The report shows that this ADC regulation is part of a larger agenda. The first piece of that agenda, a mandate that would give Hollywood a veto over digital television technology, is weeks away from coming to fruition. Hollywood also proposes a radical redesign of the Internet to assist in controlling the distribution of copyrighted works. . . .
Virtually everything in our world is copyrighted or trademarked by someone, from the facades of famous sky-scrapers to the background music at your local mall. If ADCs are constrained from performing analog-to-digital conversion of all watermarked copyrighted works, you might end up with a cellphone that switches itself off when you get within range of the copyrighted music on your stereo; a camcorder that refuses to store your child’s first steps because he is taking them within eyeshot of a television playing a copyrighted cartoon; a camera that won’t snap your holiday moments if they take place against the copyrighted backdrop of a chain store such as Starbucks, which forbids on-premises photography because its fixtures are proprietary works. . . .

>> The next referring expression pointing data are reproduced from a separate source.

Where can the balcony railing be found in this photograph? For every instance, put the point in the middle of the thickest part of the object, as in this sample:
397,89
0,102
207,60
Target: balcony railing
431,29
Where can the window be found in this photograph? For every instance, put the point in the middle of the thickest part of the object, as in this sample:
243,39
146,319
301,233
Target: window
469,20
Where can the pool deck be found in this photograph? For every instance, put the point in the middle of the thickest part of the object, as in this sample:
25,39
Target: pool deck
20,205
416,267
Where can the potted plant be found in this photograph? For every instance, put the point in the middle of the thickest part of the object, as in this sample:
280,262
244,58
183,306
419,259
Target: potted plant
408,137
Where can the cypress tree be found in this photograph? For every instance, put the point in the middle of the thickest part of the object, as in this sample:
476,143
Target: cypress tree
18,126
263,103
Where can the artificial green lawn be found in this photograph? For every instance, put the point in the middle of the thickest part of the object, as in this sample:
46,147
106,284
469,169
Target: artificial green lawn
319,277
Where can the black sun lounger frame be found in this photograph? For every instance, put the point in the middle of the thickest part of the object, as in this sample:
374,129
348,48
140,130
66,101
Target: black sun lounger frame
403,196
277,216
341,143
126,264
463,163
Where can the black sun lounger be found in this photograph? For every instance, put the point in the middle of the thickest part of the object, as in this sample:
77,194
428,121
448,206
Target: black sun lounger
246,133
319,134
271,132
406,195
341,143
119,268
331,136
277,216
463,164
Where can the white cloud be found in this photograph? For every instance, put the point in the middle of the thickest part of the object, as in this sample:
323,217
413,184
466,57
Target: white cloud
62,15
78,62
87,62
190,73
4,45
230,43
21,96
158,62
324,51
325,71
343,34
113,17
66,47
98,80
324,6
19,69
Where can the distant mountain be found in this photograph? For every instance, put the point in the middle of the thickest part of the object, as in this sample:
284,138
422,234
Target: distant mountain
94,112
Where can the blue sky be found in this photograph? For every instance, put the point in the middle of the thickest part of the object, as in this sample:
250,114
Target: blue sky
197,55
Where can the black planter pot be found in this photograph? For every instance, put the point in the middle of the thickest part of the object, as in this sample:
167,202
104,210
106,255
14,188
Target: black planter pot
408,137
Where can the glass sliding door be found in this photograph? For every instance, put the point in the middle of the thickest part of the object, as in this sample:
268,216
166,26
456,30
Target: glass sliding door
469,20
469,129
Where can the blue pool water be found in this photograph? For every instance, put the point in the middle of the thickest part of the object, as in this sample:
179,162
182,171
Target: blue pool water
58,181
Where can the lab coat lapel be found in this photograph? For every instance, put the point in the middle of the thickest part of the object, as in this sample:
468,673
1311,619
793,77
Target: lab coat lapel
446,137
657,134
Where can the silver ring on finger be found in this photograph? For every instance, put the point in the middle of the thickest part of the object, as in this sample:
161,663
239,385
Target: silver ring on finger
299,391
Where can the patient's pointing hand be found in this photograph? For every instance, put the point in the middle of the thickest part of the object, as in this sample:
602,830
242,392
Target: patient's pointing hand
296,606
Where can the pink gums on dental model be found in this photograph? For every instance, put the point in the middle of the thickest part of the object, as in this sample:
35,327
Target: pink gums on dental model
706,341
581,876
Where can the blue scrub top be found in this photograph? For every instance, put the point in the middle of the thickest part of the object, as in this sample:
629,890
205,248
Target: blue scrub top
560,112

“. . . dramatic redesigns of the Internet are well within Hollywood’s stated desires. In 1995, Hollywood’s representatives in government penned “The Report of the Working Group on Intellectual Property Rights,” calling for a neutered Internet whose functionality had been magically constrained to “permit [rights-holders] to enforce the terms and conditions under which their works are made public.”
These things sound ridiculous. They’re also close to becoming law – closer than you realize.